Wolf slammed the bills as “despicable,” claiming lawmakers are “actively working to criminalize health care decisions that individuals and their doctors need the freedom to make on their own.”
State Rep. Mary Jo Daley, D-Conshohocken, the co-chair of the Women’s Health Caucus, praised the governor for consistently blocking pro-life legislation, according to the report.
“Governor Wolf is a strong advocate for women and their reproductive rights,” Daley said. “In Harrisburg, he has been the backstop on every single bill that would take these rights from women.”
In 2017, Wolf also vetoed a bill that would have protected second-trimester unborn babies from brutal dismemberment abortions. Then, last year at the height of the COVID-19 pandemic, he vetoed a bill to expand medical care in Pennsylvania because it did not also expand access to the killing of unborn babies in abortions.
Earlier this week, state Rep. Stephanie Borowicz, R-Clinton, the lead sponsor of the heartbeat bill, said the governor’s veto threats will not stop her from working to protect unborn babies.
“Whether the governor vetoes this legislation is irrelevant,” she responded, the Times Leader reports. “Ultimately, I am fully accountable to Almighty God, the Author of Life, whose word proclaims that he knew us before we were knitted together in our mother’s womb.”

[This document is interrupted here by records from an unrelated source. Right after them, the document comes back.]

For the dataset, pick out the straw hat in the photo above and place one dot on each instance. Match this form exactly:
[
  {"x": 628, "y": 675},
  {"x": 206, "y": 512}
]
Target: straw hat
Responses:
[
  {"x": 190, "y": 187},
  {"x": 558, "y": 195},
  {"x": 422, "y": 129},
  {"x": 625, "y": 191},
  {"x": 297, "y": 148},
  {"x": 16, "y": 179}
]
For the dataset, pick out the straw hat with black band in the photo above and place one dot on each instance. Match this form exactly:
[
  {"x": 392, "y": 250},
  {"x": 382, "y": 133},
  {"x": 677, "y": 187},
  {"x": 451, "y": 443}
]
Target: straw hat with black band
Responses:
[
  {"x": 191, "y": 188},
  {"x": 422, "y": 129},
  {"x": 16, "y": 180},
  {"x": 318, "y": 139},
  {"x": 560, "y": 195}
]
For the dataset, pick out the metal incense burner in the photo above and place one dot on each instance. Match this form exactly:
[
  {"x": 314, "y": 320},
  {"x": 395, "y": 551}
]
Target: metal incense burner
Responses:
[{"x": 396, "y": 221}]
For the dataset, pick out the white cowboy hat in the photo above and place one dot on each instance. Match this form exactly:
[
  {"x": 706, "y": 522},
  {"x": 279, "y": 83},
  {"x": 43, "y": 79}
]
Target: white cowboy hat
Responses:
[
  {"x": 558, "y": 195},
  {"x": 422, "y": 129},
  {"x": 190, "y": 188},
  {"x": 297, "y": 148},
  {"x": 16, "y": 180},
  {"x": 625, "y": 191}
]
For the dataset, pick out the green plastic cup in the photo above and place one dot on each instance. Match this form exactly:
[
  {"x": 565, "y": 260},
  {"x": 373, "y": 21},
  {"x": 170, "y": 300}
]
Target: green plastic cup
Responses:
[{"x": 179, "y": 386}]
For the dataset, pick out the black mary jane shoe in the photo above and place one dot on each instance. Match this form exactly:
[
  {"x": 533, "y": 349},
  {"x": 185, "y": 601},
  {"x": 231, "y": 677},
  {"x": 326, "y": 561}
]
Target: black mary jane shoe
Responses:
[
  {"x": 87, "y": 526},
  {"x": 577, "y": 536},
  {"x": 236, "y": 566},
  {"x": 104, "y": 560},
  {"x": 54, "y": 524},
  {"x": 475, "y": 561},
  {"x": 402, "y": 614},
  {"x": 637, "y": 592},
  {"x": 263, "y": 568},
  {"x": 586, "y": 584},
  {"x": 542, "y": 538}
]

The Pennsylvania legislature is controlled by Republicans, and some Democrat state lawmakers are pro-life. However, it is not clear if there would be enough votes to override the governor’s veto.
Wolf has close ties to Planned Parenthood, having once been a volunteer at one of its Pennsylvania abortion facilities. The abortion chain spent a record $1.5 million to support his re-election in 2018.
Americans support strong limits on abortion. A 2019 Hill-HarrisX survey found that 55 percent of voters said they do not think laws banning abortions after six weeks – when an unborn baby’s heartbeat is detectable – are too restrictive. Gallup polls also consistently have found that a majority of Americans think all or most abortions should be illegal.
Last week, the U.S. Supreme Court agreed to hear a Mississippi case that many believe directly challenges Roe v. Wade and could allow states to protect unborn babies once again. At issue in the case Dobbs v. Jackson Women’s Health Organization is the question of “whether all pre-viability prohibitions on elective abortion are unconstitutional.”
In 1973, the Supreme Court took away the states’ ability to protect unborn babies from abortion under Roe v. Wade, and instead forced states to legalize abortion on demand. Roe made the United States one of only seven countries in the world that allows elective abortions after 20 weeks.